The result will be a new GGF fortified with NPI's entire technology catalogue, including NPI's grid design models, according to representatives of the GGF.
"We hope that this collaboration will result in an increase in industry participation and drive grid computing to the next evolution of its development in the enterprise," said Ian Baird, president of NPI, in a statement.
The NPI began two years ago to forge an open API specification for distributed resource management between mixed-vendor devices, an effort key to making a distributed, heterogeneous grid computing environment work. NPI members range from Compaq Computer Corp. and Hewlett-Packard Co. to SGI and Platform Computing Inc. Organized in 1998, the GGF promotes the development of common overall standards for grid computing.
The GGF/NPI bonding occurs at a time when a great deal of effort is being made to foster grid computing for the enterprise.

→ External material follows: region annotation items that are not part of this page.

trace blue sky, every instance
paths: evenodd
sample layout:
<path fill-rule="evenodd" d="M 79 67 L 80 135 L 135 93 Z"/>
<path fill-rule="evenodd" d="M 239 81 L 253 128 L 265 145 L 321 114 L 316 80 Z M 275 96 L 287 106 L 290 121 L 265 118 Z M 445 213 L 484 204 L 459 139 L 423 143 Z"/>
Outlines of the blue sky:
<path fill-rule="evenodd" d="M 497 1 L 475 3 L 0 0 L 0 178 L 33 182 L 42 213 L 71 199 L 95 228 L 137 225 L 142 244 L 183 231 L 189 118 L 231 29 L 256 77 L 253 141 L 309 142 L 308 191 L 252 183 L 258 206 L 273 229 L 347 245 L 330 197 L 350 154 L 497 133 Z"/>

Sun Microsystems next week is expected to announce the wider availability of its Grid Engine 5.3 software to Linux customers, according to sources familiar with the Palo Alto, Calif.-based company's plans. The open-source operating system continues to be a catalyst for grid computing as more users realize the reliability of Linux in server clusters -- a common server fabric within grids.

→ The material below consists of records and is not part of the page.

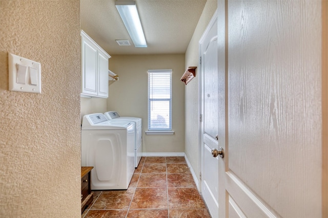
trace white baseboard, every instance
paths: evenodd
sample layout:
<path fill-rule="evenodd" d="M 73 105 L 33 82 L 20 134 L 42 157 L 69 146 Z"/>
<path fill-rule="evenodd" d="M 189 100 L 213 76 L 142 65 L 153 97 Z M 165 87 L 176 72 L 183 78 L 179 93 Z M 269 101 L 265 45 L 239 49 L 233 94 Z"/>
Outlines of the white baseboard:
<path fill-rule="evenodd" d="M 187 162 L 187 164 L 189 167 L 190 169 L 190 171 L 191 172 L 191 175 L 193 175 L 193 178 L 194 178 L 194 181 L 195 181 L 195 184 L 196 184 L 196 186 L 197 187 L 197 189 L 198 190 L 198 192 L 200 192 L 200 190 L 199 190 L 199 185 L 198 184 L 198 179 L 197 178 L 196 176 L 196 174 L 195 173 L 195 171 L 194 171 L 194 169 L 191 166 L 191 164 L 188 160 L 188 158 L 187 157 L 186 154 L 184 154 L 184 159 L 186 159 L 186 162 Z"/>
<path fill-rule="evenodd" d="M 184 152 L 143 152 L 142 157 L 183 157 Z"/>

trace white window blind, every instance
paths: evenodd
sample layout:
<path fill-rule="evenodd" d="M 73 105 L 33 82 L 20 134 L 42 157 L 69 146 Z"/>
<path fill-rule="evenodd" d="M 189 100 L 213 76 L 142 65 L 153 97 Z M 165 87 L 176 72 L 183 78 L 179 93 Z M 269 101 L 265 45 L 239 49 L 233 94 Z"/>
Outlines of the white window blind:
<path fill-rule="evenodd" d="M 148 130 L 172 129 L 172 70 L 148 70 Z"/>

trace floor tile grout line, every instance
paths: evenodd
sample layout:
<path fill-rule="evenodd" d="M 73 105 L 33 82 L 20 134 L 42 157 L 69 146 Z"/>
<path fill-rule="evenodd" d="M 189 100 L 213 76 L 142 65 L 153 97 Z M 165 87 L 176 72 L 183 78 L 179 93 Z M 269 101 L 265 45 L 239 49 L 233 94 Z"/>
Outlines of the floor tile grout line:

Software technology company Javera next week will roll out improvements to its Elemental IT Automation Platform (ITAP) Server and the OpForce IT Automation Suite. The technology can control, provision, update, and automate a wide range of mixed-vendor devices in a network, and the company is targeting grid implementations and even utility computing architectures with next week's release, according to representatives of the Sunnyvale, Calif.-based company.
Platform Computing this week added vital business intelligence technology from Cognos to its rapidly evolving grid computing software. Platform will manufacture Cognos' reporting and analysis tools including Cognos' PowerPlay and Upfront, which help companies manage complex compute environments such as grids, according to Platform computing representatives in Toronto.
Already popular in scientific and academic communities, grid computing is a technology literally waiting for the appropriate messaging, load-balancing, automation, and security standards to make it widely compatible with the needs of enterprise companies.
Meanwhile, some businesses already are beginning to recognize the value of computing grids for their capability of optimizing all of the resources within an enterprise network, according to Robert Batchelder, a research director at Gartner Inc. in Stamford, Conn.
"Grids are making the transition from the lab and to the workplace," Batchelder added.
Going forward, the collective efforts from the new GGF, industry vendors, and companies that deploy early grid computing environments will ultimately take the industry to a point where grid computing actually begins to resemble something of a compute utility for users.
"The Internet is in the process of transforming itself into a number of persistent networks that are going to simultaneously co-exist, and in some ways interoperate," Batchelder said. "The Internet is going to become a persistent transactional grid, a persistent collaborative grid, a persistent content grid, and a persistent computing grid.
"So much computational power is going to exist in the Internet that it's going to, in many ways, be perceived as a computational resource," Batchelder explained.